I haven't seen it discussed in the many outlets I read on alternative energy. Most are for the "green" approach. Which is fine. But I was wondering if coal would be a good fuel for a "gas" generator. It wouldn't have all the drawbacks of wood I would think. Does anyone have any info on it? I know it was how "gas" was delivered to houses before the introduction of natural gas. How hard would the setup be? Would it be different?


----------



## Ross (May 9, 2002)

I know its a by product of coking coal for steel production but beyond that I know very little about it. Interesting thought though!


----------



## ||Downhome|| (Jan 12, 2009)

its is by all intents and purposes the same.

you will get more power from the coal. 

if you ever ran out you could use wood in place. 

you can see btus per fuel on this page.

http://www.uwsp.edu/cnr/wcee/keep/Mod1/Whatis/energyresourcetables.htm

if you look at the ton of coal and ton of wood. you will see the wood on the high side 
is close to the low side of the coal.

woods nice if you have some forrest and can sustainably harvest. copicing and dead fall
collection. coal you need to buy or mine. there are some places you could scavenge coal. seen a whole bunch the other day along a old rail track.


----------



## cmcon=7 (Mar 7, 2010)

Town gas had a few byproducts like coal tar and ammonia, lots of it.


----------



## Harry Chickpea (Dec 19, 2008)

The production of the stuff was always a foul smelling affair, I remember going by the old gas plants. Town gas is a little more tricky than wood gas, IIRC, because water has to be injected at some point. (Town gas was sometimes called "water gas" because of this.) It also lends itself to much larger batches than wood. All of this type of technology is fine IF AND ONLY IF you are scrupulous about eliminating leaks and never ever breathing the stuff or allowing it to get even near a home. There is a high carbon monoxide component.


----------



## stanb999 (Jan 30, 2005)

Harry Chickpea said:


> All of this type of technology is fine IF AND ONLY IF you are scrupulous about eliminating leaks and never ever breathing the stuff or allowing it to get even near a home. There is a high carbon monoxide component.

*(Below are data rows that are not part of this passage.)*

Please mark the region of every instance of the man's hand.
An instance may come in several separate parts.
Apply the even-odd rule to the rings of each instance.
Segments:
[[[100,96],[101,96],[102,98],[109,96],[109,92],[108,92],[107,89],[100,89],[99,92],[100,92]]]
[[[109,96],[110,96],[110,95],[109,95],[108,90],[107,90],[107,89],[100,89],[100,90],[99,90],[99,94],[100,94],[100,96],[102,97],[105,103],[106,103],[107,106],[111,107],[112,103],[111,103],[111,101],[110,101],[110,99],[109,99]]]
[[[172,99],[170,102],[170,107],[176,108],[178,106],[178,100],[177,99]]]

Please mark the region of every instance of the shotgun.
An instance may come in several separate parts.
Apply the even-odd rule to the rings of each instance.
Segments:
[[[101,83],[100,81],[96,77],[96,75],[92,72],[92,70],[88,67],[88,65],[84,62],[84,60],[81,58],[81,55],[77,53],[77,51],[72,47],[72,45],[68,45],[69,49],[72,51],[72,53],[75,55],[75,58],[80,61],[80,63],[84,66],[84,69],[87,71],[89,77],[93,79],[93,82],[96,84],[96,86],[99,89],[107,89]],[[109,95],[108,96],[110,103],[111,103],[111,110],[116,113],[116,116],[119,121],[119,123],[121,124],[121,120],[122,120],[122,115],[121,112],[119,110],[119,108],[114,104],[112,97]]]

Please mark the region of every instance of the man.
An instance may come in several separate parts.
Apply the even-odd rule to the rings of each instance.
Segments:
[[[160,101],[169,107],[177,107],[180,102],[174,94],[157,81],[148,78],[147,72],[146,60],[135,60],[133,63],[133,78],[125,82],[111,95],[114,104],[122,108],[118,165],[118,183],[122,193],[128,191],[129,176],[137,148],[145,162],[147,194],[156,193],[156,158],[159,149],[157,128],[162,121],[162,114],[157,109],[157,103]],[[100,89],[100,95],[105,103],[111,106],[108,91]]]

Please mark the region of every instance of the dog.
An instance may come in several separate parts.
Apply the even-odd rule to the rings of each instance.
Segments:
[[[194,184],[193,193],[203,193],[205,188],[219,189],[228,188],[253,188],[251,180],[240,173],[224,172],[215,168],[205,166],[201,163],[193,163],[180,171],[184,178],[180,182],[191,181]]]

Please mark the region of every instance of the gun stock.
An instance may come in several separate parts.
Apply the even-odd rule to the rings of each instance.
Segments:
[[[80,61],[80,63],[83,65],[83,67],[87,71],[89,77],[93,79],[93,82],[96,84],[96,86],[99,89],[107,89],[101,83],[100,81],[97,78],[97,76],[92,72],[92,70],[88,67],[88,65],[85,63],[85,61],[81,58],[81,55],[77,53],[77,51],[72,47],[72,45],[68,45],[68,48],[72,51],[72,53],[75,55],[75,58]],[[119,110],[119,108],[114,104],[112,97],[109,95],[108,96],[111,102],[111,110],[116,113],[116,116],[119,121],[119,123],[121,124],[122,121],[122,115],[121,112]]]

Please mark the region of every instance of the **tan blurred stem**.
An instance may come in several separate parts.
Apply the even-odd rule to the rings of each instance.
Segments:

Yeah, I know it is the one thing that has me leery about a "test" set up. It's some dangerous stuff.

I thought the water was added to make it more efficient. You created more hydrogen for "free" and the gas contained much less nitrogen. I was also under the impression you could do the same with wood.
You injected steam into the destruction zone instead of air. Basically the crucible temperatures create a situation in the carbon where it is so attractive to oxygen it rips the oxygen away from the steam. Your left with two flammable gasses. Hydrogen and Carbon monoxide.


----------



## stanb999 (Jan 30, 2005)

||Downhome|| said:


> its is by all intents and purposes the same.
> 
> you will get more power from the coal.
> 
> ...


Thanks for the link. I was thinking coal would be good because you can stockpile it easily if you have a bit of room and getting it by the truck load is much cheaper than regular delivery.

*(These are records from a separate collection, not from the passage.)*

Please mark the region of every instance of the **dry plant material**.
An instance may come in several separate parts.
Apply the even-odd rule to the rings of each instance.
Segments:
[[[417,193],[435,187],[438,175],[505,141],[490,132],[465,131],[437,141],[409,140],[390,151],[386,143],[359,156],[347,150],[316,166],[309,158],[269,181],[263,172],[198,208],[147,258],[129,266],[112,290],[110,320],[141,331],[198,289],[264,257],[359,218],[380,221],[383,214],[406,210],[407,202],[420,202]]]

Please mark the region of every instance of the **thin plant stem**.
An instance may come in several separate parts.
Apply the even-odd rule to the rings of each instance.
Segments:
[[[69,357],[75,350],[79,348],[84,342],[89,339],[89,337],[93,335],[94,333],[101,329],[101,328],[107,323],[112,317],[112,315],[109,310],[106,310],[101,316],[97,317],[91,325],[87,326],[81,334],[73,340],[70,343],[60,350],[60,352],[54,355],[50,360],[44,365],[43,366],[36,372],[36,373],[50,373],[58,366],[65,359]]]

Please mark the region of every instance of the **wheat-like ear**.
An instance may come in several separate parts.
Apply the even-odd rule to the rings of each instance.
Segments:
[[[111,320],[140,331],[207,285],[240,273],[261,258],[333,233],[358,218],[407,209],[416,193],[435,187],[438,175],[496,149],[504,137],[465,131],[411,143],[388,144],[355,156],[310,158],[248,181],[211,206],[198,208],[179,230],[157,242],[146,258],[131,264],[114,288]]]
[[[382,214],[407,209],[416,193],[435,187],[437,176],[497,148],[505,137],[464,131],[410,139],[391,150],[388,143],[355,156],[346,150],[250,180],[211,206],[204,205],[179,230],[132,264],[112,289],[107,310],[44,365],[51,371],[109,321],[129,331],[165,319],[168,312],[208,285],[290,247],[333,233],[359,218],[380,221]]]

As for picking it up on the side of the road... Here in PA whole coal seams are exposed next to the road. You can just stop and get a bucket.


----------



## Harry Chickpea (Dec 19, 2008)

Working from memory, I think it was the higher temps involved with coalgas that allowed the oxygen stripping. They may have used additives like lime as well. I'd have to go back and re-read. My general impression was that it was more practical large scale and not very much so small scale, so I moved on.


----------



## InvalidID (Feb 18, 2011)

I seem to remember reading an article years ago about the USAF giving a contract to a company to make jet fuel from coal tailings. I believe the idea was if we ever lost or oil supply they'd still be able to bomb stuff and defend our skies.


----------



## Harry Chickpea (Dec 19, 2008)

Yeah, invested in a company that had some patents along those lines - a conversion from coal to gasoline and other petroleum products. Lost money because the pipe from the Middle East kept flowing. Germany did a lot of research during WWII and the period leading up to it. The issues are more economic than technical at this point.


----------



## InvalidID (Feb 18, 2011)

I think before that idea is a real money maker we'd have to lose some standing in the world. So long as oil is priced in USD we'll keep right on buying it, regardless of economics. IMO of course.


----------



## Darren (May 10, 2002)

InvalidID said:


> I seem to remember reading an article years ago about the USAF giving a contract to a company to make jet fuel from coal tailings. I believe the idea was if we ever lost or oil supply they'd still be able to bomb stuff and defend our skies.


West Virginia University was doing this. I don't think the Air Force project got off the ground. :whistlin:

Now they're building a coal to gasoline plant in WV. 

http://www.wdtv.com/index.php/home/local-news/6400-mingo-co-coal-to-gasoline-plant-groundbreaking


----------



## ||Downhome|| (Jan 12, 2009)

here is are a good pdf 

http://www.purdue.edu/dp/energy/pdf/Basics1-CoalGasification-July06.pdf

I asked before on the survival board and a few other places about lubrication oil in the event of teotwawki.

seems this answers my question.


----------